Pregnancy causes various changes in the way you look and feel. While some physical discomforts are simply a normal component of a healthy pregnancy, others may signal the presence of a problem. Cold chills while pregnant can be a symptom of a condition that requires medical care. Notify your doctor if you experience chills or other unusual symptoms during your pregnancy.

Cold Chills While Pregnant


Periods of feeling cold often occur during common illnesses that cause an increase in your body temperature, such as colds and flu. You may feel chilly one moment and hot the next. Sweating often accompanies cold chills while pregnant.


Fever and chills are usually symptoms of an infection. You may experience chills due to a viral infection, such as a cold or viral gastroenteritis, popularly known as the stomach flu. However, your chills and fever may be a symptom of a more serious infections, such as pneumonia, appendicitis or kidney infection. Urinary tract infections are more common during pregnancy and may include a fever and chills. Contact your doctor if you have a fever above 100 degrees F or if you experience chills.


While the discomfort of chills may not affect your pregnancy, the underlying cause of your symptoms may. The American Pregnancy Association warns that an untreated kidney infection may lead to early labor and result in your baby having a low birth weight.

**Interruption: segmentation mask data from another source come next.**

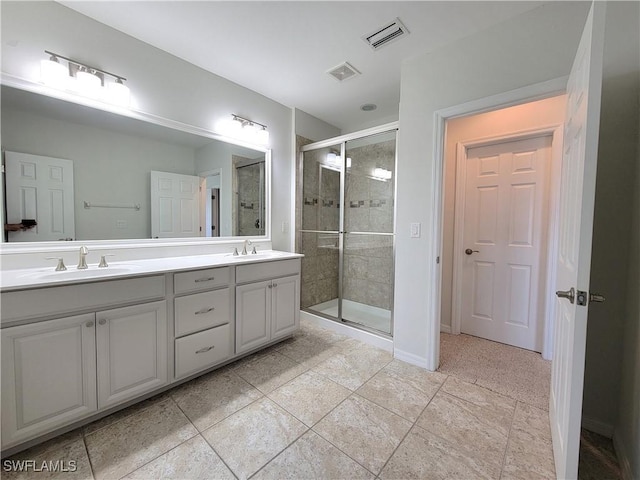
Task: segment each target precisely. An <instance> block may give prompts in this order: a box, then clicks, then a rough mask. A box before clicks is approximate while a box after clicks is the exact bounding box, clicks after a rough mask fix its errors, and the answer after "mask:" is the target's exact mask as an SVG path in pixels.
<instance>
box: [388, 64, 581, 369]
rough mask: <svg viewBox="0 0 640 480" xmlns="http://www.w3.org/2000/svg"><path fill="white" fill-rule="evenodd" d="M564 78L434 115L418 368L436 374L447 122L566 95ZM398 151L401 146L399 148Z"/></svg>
mask: <svg viewBox="0 0 640 480" xmlns="http://www.w3.org/2000/svg"><path fill="white" fill-rule="evenodd" d="M567 79H568V77H567V76H563V77H559V78H554V79H551V80H547V81H545V82H541V83H536V84H533V85H528V86H526V87H522V88H518V89H515V90H510V91H507V92H503V93H499V94H496V95H491V96H488V97H484V98H481V99H478V100H473V101H470V102H466V103H462V104H459V105H454V106H451V107H448V108H444V109H441V110H437V111H435V112H434V114H433V123H434V126H433V138H434V144H433V152H432V156H433V160H434V161H433V162H432V175H430V178H431V179H432V180H431V185H430V188H431V189H432V192H433V197H432V198H433V205H434V215H433V216H432V221H431V224H430V225H429V226H428V227H429V228H430V229H431V231H432V232H434V235H433V236H430V238H429V239H428V240H427V257H428V258H433V259H435V261H434V262H430V263H429V264H428V265H427V268H428V274H427V284H426V285H425V289H424V292H425V299H424V302H425V303H426V304H427V305H431V311H430V312H429V313H430V314H429V315H428V316H427V320H426V322H425V323H426V325H425V326H426V330H427V344H426V355H425V357H426V358H425V359H424V360H421V361H420V365H422V366H424V367H425V368H428V369H429V370H433V371H435V370H437V369H438V366H439V364H440V315H441V305H442V297H441V295H442V292H441V287H442V264H441V262H440V259H441V258H442V242H443V240H442V237H443V233H444V226H443V219H444V210H443V209H444V161H445V156H444V153H445V133H446V121H447V120H448V119H453V118H455V117H463V116H467V115H473V114H477V113H485V112H489V111H492V110H498V109H501V108H506V107H512V106H515V105H520V104H523V103H529V102H533V101H536V100H543V99H545V98H550V97H553V96H556V95H562V94H564V93H566V87H567ZM400 148H401V146H400Z"/></svg>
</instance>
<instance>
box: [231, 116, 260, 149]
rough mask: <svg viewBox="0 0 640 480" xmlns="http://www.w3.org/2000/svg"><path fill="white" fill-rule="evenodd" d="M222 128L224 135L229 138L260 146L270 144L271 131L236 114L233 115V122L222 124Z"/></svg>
mask: <svg viewBox="0 0 640 480" xmlns="http://www.w3.org/2000/svg"><path fill="white" fill-rule="evenodd" d="M220 128H221V129H222V130H223V132H222V133H223V134H224V135H227V136H229V137H233V138H237V139H239V140H245V141H247V142H250V143H255V144H258V145H264V146H266V145H268V144H269V131H268V130H267V126H266V125H263V124H262V123H258V122H254V121H253V120H249V119H248V118H244V117H241V116H240V115H236V114H235V113H232V114H231V120H228V121H223V122H221V125H220Z"/></svg>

Early treatment can help protect your health and the health of your baby.


The first trimester of your pregnancy is the time when much of your baby’s development occurs, so it can be the riskiest time to run a fever. Exposure to high temperatures during this phase of fetal growth may increase your baby’s risk of developing spina bifida, a type of neural tube defect, or other problems.


While over-the-counter medications, such as ibuprofen and acetaminophen, may help lower your fever, it is important to get your doctor’s approval before taking any non-prescription medications during your pregnancy. Depending on the severity and length of your fever, as well as your baby’s stage of development, your doctor may run certain tests, such as chest X-rays, a urinalysis and blood studies, to help determine the cause of your fever. Bacterial infections, including urinary tract infection and sinus infections, often require a course of oral antibiotics.